Je disais au début qu’à l’Île-du-Prince-Édouard, le gouvernement du Canada est le deuxième employeur en importance. À la page 251 du budget, on peut lire qu’aucune région ne devait être traitée de façon inéquitable en raison des compressions dans la fonction publique et que la majorité des postes coupés seraient dans la région de la capitale nationale. Or, si, dans l’ensemble du pays, 4,8 % des postes de la fonction publique ont été abolis, ce n’est pas ce qui s’est passé à l’Île-du-Prince-Édouard, où de 10 à 12 % des effectifs ont été remerciés. Autrement dit, quand le gouvernement a décidé de mettre la hache dans la fonction publique, il a frappé deux fois plutôt qu’une à l’Île-du-Prince-Édouard. Et ce n’est que la suite de la fâcheuse tendance qui se dessine depuis quelques années.

Au cours des dernières années, soit entre 2009 et 2011, la taille de la fonction publique a augmenté. Le nombre de fonctionnaires a augmenté de 2,9 % au pays, et de 5,1 % à Ottawa, mais il a diminué de 3,5 % à l’Île-du-Prince-Édouard. Par conséquent, le budget aggrave davantage l’élimination progressive des emplois dans ma province, et c’est une atteinte directe à notre économie.

Comme je l’ai dit, notre économie est saisonnière.
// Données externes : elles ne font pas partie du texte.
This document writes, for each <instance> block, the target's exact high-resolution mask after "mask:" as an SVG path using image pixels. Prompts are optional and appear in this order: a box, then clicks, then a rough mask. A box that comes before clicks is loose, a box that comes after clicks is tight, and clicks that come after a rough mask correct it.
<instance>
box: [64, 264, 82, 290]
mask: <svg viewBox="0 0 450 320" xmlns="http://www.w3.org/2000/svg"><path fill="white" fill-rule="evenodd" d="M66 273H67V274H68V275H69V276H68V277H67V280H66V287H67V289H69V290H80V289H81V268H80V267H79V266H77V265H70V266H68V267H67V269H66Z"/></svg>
Pendant l’hiver, 27 000 personnes dépendent de l’assurance-emploi pour gagner leur vie. Dans ma province, une partie des emplois bien rémunérés se trouvent dans la fonction publique fédérale, mais ces emplois disparaissent selon un taux deux fois plus élevé que la moyenne canadienne à cause des politiques économiques du gouvernement conservateur.

Cependant, chez moi, le sort des services de première ligne est pire que celui des fonctionnaires et des entreprises fréquentées par ceux-ci.

Les contribuables qui veulent parler à quelqu’un au sujet de leur déclaration de revenus peuvent se rendre dans un bureau de l’Agence du revenu du Canada dans toutes les provinces du pays, sauf à l’Île-du-Prince-Édouard. Si des anciens combattants veulent parler à quelqu’un dans un bureau de district, ils peuvent le faire dans toutes les provinces du pays, sauf à l’Île-du-Prince-Édouard. Si des immigrants souhaitent parler de leur situation à un employé de Citoyenneté et Immigration Canada, ils peuvent le faire dans toutes les provinces du pays, sauf à l’Île-du-Prince-Édouard.

L’Île-du-Prince-Édouard demeure une province. Les politiques économiques du gouvernement punissent l’Île-du-Prince-Édouard. Au Canada, cette situation est inacceptable.